Viability director Guy Wilkinson strips spas down to the basics with a little help from Spa Solutions director Jo Clare, who urges spa designers to work together with operators to enable profitability
Spas have become an indispensable component of top hotels in recent years. This is true not only in terms of the perceived glamour and sophistication of spas, but more importantly, of compliance with classification authorities across our region, for whom this box must be ticked to merit a five-star badge.
Despite this trend, less than half the spas in the Middle East are in fact profitable. That is the assertion of Jo Clare, director of Spa Solutions, a consulting firm founded in Dubai in 2001, whose project portfolio includes spa hotels from Armani to The Address and Marriott to Le Méridien.
“Taken as stand-alone business units, it is possible that up to 60% of the region’s spas are loss-making,” says Clare. “To get a five-star rating, many hotels just do the minimum — put a sauna, a steam room and a couple of massage rooms in a spare corner, call it a spa and justify it as a loss leader.
“But it should never be seen as just an add-on. Anyone who invests in a spa should expect a return — and it costs so little to plan one properly.”
Expert design
As an independent consulting firm, with no affiliations with any product house, equipment suppliers or operators, Spa Solutions has the expertise to advise developers, from feasibility and design right through to management.
According to Clare, creating a profitable spa begins by hiring a specialist. As she says, “you can’t design a spa unless you’ve operated one.”
She, as a qualified spa therapist, has done both, but says that hotel owners, operators, architects and interior design firms alike have often been guilty of building spas without taking such expert advice.
This has resulted in a litany of mistakes, which are only now beginning to come under scrutiny from hotel owners and managers, looking to boost revenues in the global recession.
For example, many hotel owners do not get a market study done and so are unclear of their target clientele.
In Dubai especially, hotel spas tend to concentrate on serving in-house guests, missing out on the valuable disposable income of local residents.
Also, different nationalities may need to be accommodated in different ways, affecting how the guest ‘journey’ through the spa is designed. “While westerners are used to sharing open changing rooms, local national ladies need a private room,” notes Clare.

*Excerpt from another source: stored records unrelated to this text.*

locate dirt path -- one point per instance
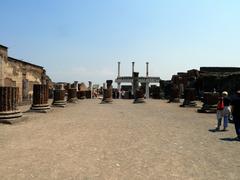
(122, 140)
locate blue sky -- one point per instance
(84, 39)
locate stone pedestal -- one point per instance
(174, 94)
(59, 96)
(107, 93)
(81, 94)
(40, 98)
(189, 98)
(138, 92)
(72, 95)
(8, 104)
(210, 100)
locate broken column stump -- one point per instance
(72, 95)
(174, 94)
(40, 98)
(189, 98)
(210, 100)
(59, 96)
(107, 93)
(8, 104)
(137, 91)
(81, 94)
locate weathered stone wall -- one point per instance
(24, 75)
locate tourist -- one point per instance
(226, 110)
(220, 107)
(236, 113)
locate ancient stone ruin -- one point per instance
(72, 93)
(8, 104)
(59, 96)
(107, 93)
(40, 98)
(138, 91)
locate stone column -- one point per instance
(1, 70)
(8, 104)
(147, 90)
(59, 96)
(72, 94)
(107, 93)
(189, 98)
(90, 88)
(138, 92)
(40, 98)
(119, 90)
(133, 64)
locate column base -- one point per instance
(10, 115)
(60, 103)
(139, 100)
(43, 108)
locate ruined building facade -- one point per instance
(14, 72)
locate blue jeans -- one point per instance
(237, 125)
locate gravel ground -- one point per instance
(89, 140)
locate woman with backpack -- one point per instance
(223, 111)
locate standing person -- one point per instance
(236, 113)
(220, 107)
(226, 109)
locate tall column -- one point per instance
(40, 98)
(133, 77)
(119, 69)
(8, 104)
(119, 90)
(107, 93)
(90, 87)
(1, 70)
(138, 92)
(147, 82)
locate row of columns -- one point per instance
(133, 70)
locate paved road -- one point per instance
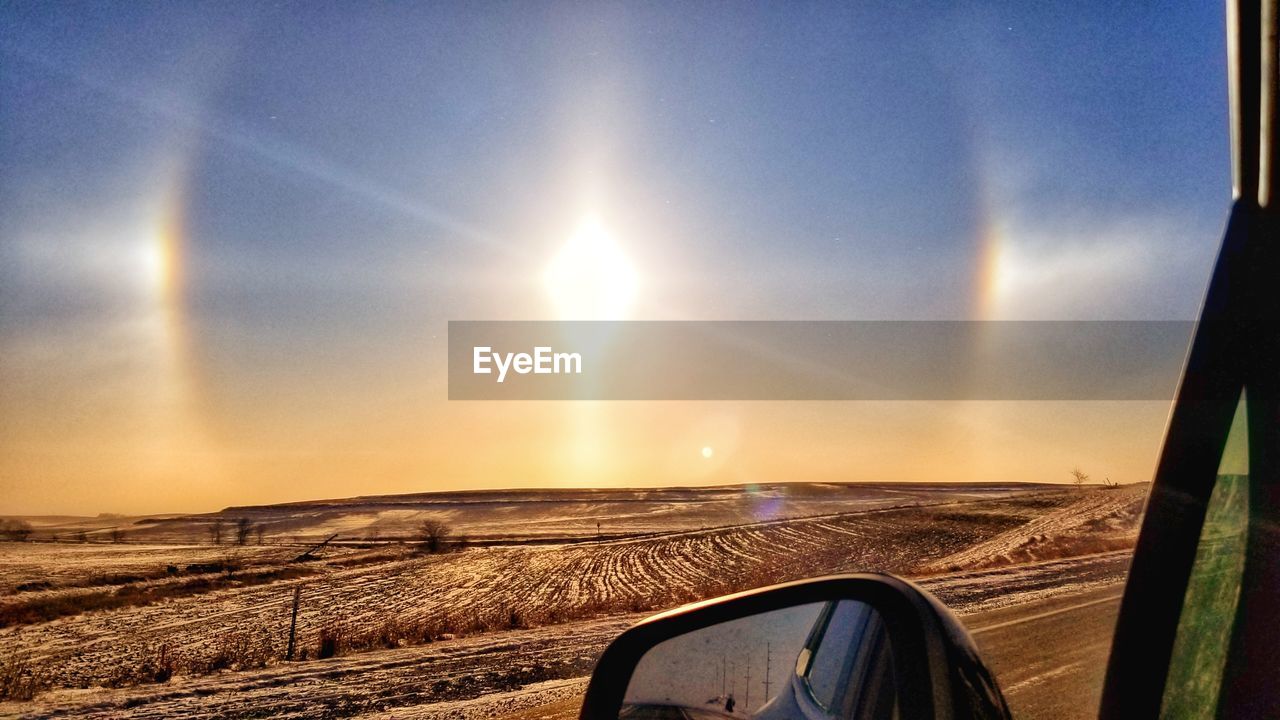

Other design faux pas include locating the treatment rooms, supposedly havens of peace, right next to the noisy locker rooms, or the spa reception right next to a coffee shop — hardly an ideal private place in which to discuss personal ailments prior to a treatment.
A quick fix?
Spa Solutions is frequently called in to fix the problems of ill-conceived spas, even as soon as six months after they open. Interior design firms may have created a wonderful aesthetic space, but failed to take the practical advice of an experienced therapist when it comes to finishes and fabrics.
For example, Clare had to replace the beautiful leather doors installed in one spa, after they rapidly deteriorated in the humid, oily conditions. Another designer specified marble floors in the spa’s high-turnover showers, creating dangerously slippery conditions.
Above all, what is missing in most cases prior to the design stage is a properly though-out concept for the spa.
“You need a clear storyline that specifies the USPs of your spa. From there you can build viable working concepts, guidelines and service solutions, prior to having operational teams in place,” says Clare.
Where this approach has not been taken, it may be too expensive to completely redevelop a spa.
Nevertheless, significant improvements in guest spa yields can often be achieved simply through the implementation of SOPs, KPIs and benchmarking, both for treatments and retail sales — guidelines which many hotel chains do have for other operating departments, but not spas, according to Clare.
However, a far more preferable approach is to plan properly from the outset, to prevent unnecessary and costly design changes that can easily be avoided.
Guy Wilkinson is a director of Viability, a hospitality and property consulting firm in Dubai.